Paul Wertsch, a Wisconsin physician whose son is gay, drafted the resolution after he was informed that the military authorities could inspect medical records of soldiers and use mentions of sexual orientation as reasons for discharge.
“Anything that interferes with the physician-patient relationship is counterproductive to good health,” Wertsch said.
While gay rights groups have long been preparing for a legislative fight, a number of opponents of repeal, including veterans and conservative groups, are just beginning to rally.
Elaine Donnelly, president of the Center for Military Readiness, a Michigan group that opposes gays in the military, said many military and veterans groups have not been vocal because “the issue has been settled.”
But she predicted these groups would become more active “now that the president has put it up front on his agenda.”
Obama’s pledge in his State of the Union address to repeal the policy drew a strong response from the socially conservative Family Research Council.
President Tony Perkins issued a statement accusing Obama of putting forth a proposal to “sexualize the military,” saying, “the timing of the president’s call in the midst of two wars shows that he is willing to jeopardize our nation’s security to advance the agenda of the radical homosexual lobby.”
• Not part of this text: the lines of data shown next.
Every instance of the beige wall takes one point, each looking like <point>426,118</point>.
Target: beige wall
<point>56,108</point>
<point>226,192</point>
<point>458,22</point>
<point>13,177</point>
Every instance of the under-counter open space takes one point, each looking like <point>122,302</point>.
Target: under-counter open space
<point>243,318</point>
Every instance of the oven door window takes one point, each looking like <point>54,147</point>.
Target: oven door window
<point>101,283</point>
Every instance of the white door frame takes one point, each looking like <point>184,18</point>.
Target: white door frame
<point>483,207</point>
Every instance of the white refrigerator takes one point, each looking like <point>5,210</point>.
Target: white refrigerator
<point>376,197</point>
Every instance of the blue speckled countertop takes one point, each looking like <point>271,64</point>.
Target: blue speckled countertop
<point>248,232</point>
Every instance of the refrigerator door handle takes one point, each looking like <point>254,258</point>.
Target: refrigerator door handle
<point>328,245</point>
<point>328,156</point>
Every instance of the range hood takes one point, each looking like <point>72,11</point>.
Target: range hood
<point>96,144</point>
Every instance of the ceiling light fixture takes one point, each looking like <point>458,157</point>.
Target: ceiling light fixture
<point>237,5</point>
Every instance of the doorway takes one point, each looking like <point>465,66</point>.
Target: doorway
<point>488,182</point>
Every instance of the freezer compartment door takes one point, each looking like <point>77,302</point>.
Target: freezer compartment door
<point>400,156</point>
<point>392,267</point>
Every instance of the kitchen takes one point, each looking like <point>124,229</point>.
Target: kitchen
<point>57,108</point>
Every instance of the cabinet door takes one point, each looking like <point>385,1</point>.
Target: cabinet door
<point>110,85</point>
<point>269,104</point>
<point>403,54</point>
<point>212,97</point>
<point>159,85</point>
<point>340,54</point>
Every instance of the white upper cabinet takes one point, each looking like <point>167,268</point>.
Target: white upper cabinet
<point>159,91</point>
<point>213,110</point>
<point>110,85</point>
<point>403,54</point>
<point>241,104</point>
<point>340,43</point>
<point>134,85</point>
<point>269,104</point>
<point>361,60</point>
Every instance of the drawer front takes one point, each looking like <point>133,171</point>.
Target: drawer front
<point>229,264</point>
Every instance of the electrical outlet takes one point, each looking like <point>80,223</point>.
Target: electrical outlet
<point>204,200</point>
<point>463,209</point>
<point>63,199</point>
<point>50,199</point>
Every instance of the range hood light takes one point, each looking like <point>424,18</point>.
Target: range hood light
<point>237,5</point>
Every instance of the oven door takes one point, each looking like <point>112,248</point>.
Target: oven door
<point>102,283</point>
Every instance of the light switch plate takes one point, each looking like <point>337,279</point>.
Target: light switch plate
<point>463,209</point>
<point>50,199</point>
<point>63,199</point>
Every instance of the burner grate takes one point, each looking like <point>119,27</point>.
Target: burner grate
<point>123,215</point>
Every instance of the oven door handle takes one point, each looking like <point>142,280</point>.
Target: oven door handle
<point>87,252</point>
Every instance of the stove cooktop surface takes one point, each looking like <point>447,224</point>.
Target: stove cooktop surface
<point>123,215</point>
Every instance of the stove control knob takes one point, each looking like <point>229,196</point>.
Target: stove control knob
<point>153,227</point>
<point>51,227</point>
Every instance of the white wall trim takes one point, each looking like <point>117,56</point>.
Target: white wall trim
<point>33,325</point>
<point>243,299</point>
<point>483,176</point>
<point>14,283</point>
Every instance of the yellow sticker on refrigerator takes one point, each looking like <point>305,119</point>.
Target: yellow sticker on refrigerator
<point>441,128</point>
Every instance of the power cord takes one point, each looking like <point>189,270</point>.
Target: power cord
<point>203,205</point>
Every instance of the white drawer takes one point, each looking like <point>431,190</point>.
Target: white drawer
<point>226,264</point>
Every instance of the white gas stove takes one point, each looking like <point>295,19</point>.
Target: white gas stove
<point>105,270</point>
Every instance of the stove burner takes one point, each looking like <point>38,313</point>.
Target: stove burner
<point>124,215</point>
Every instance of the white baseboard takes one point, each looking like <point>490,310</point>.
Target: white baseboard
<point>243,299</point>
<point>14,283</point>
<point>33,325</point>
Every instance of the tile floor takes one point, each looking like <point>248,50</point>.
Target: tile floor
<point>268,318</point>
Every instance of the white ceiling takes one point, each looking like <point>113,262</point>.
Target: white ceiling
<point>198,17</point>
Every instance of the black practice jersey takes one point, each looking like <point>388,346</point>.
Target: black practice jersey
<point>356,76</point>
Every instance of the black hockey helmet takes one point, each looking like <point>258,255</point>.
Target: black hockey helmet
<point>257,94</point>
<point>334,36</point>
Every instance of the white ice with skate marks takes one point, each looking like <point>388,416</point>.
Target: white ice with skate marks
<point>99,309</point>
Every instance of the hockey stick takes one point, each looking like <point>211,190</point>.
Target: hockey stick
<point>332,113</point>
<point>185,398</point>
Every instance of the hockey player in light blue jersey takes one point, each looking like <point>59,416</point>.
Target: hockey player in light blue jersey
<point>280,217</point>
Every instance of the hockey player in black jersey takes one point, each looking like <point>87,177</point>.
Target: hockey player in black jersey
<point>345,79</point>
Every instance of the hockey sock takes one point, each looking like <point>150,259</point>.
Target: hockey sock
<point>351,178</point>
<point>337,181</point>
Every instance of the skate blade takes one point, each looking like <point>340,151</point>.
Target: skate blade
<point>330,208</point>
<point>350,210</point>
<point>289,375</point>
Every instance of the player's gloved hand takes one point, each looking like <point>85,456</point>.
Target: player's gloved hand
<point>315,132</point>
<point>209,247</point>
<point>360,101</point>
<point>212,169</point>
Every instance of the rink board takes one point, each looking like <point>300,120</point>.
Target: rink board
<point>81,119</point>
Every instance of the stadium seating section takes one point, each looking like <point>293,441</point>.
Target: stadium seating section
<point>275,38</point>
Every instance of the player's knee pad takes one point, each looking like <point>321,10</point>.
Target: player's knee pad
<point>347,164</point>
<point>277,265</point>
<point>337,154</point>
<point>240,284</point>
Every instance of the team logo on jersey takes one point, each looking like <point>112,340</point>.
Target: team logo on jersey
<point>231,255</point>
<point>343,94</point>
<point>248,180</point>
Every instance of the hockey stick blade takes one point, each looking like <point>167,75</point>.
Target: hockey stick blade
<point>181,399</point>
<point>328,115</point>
Some of the military and veterans groups have been more measured in their response.
The Veterans of Foreign Wars last year approved a resolution opposing a repeal of the “don’t ask, don’t tell” policy. But VFW spokesman Joe Davis said the group wanted to see how military officials responded to the proposed repeal.
“We’re in a wait-and-see mode,” Davis said.
A poll taken last spring by the Pew Research Center found that 59 percent of Americans supported allowing gays and lesbians to serve openly in the military. However, a Military Times poll in 2008 found that 58 percent of military personnel who were subscribers did not favor allowing gays to serve openly.
“There is no question there is resistance in the military. It has a long history of hostility to homosexuality,” said Nathaniel Frank, who has written about the history of gays in the military and is a senior researcher at the Palm Center at the University of California at Santa Barbara. But Frank also said the political environment has changed dramatically since 1993.
Choi, the lieutenant facing discharge, said he and other gay soldiers, whom he called his “battle buddies,” have been promoting the repeal. He dismissed the suggestion that the issue needs more study.
“We all roll our eyes,” he said. “What are you going to study?”